Quick and easy apple tart recipe to impress your guests. Delicious oat crust topped with sliced fresh apples and naturally sweetened.

For a more “cakey” apple dessert check out my German Apple Cake (Versunkener Apfelkuchen).
The most special part about this recipe is the oatmeal crust. It can obviously be used for any kind of pie or tart you like. This pear tart for example is super popular on the blog and its crust can easily be exchanged for this oatmeal crust if you like. It has only 5 ingredients and all you need is a food processor, some parchment paper, and a rolling pin.
How To Best Roll Out Tart Crusts
I use parchment paper to avoid the dough from sticking to the rolling pin.
Peel off on one side, slide your hand under the bottom layer of parchment paper and quickly flip over into your tart pan. Then press down the sides to cover everything. Put everything in the fridge or freezer to get nice and cold.
Remove the second layer of paper and then use your fingers to finish pressing into every corner and nook and tadaaa: an evenly thick oatmeal pie crust in your pan. This method works well with any kind of pie crust.
Which Apples Are Best For A Tart?
In theory, you can use absolutely any apple you have on hand for an apple tart. Since this tart is sweetened only with maple flakes I recommend a sweet kind of apple though.
Granny Smiths are probably the worst apples for this because they are so sour. Fuji, Cortland, Honeycrisp, Jonagold, Gala any of those are great. For the tart in the picture, I used Mcintosh, and for the tart in the video I used Gala.
Should I Peel The Apples?
That depends 100% on the thickness of the skin. If your apples have thin skin you can leave the skin on and your tart will look a lot prettier. If the skin is thick and tough it’s better to peel the apples.
What’s The Difference Between An Apple Pie And An Apple Tart?
Both are desserts. Both have some sort of curst.
A tart has shallow sides and little “filling”. It basically doesn’t even have a filling but rather a topping.

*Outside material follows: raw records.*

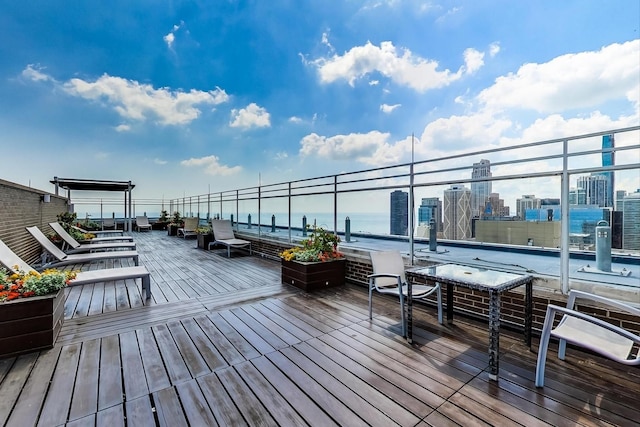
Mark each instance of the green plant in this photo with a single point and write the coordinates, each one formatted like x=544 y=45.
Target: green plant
x=176 y=219
x=24 y=285
x=321 y=245
x=203 y=229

A pie has high sides and a lot of filling. A lot of pies also have crusts on top, you won’t ever find a tart with crust on top.

Simple Apple Tart
Ingredients
- 2 1/4 cups old fashioned rolled oats
- 1/4 tsp sea salt
- 1/2 cup cold butter
- 1 egg yolk
- 1 Tbsp maple syrup
- 2 Tbsp ice water
- 3 apples
- 3/4 cup maple flakes - if you can't find any, the best alternative is coconut sugar or brown sugar
Instructions
- Preheat oven to 400 F (200 C).
- Process oats and sea salt in a food processor until it reaches a coarse flour like consistency. Similar to coarse salt at the very least.
- Add cubed cold butter to processor and while processing add egg yolk, maple syrup and ice water.
- Once well combined, remove from processor and place on a piece of parchment paper, cover the dough with another sheet of parchment paper and roll out into a circle about 1/6" thick.
- Peel off the parchment paper from the top and flip the dough over quickly into a parchment-paper-lined 8" or 9" separable tart pan. Press the dough into the sides, then freeze for a few minutes before you remove the excess from the edges and peel off the other sheet of parchment paper.
- In the meantime, (peel), core, and slice the apples thinly (1/4" max) and arrange in a circle on the oat crust until all the bottom is covered.
- Sprinkle maple flakes evenly on apple slices and bake for 30 minutes or until golden brown.
- Let cool completely before removing the from the tart pan or the sides of the crust will break.
Robyn says
Hi there,
Thanks for your recipes. Sugar is so insidiously in every food imaginable (even so many ‘savoury’ foods!!). I am trying to get back to a diet with less sugar (had loads of success for about 3 years on an almost sugar free diet, but have had loads of emotionally challenging issues the past year and a half), and also have fructose malabsorption issues.
Have you ever experimented with making your own maple syrup flakes? Would baking a drizzle of maple syrup work?
Best,
Robyn
Lorena Grater says
Hi Robyn, I’m sorry you’re going through this difficult time. I live in Canada so I’ve never thought of making my own maple flakes. They are easily available anywhere and everywhere here.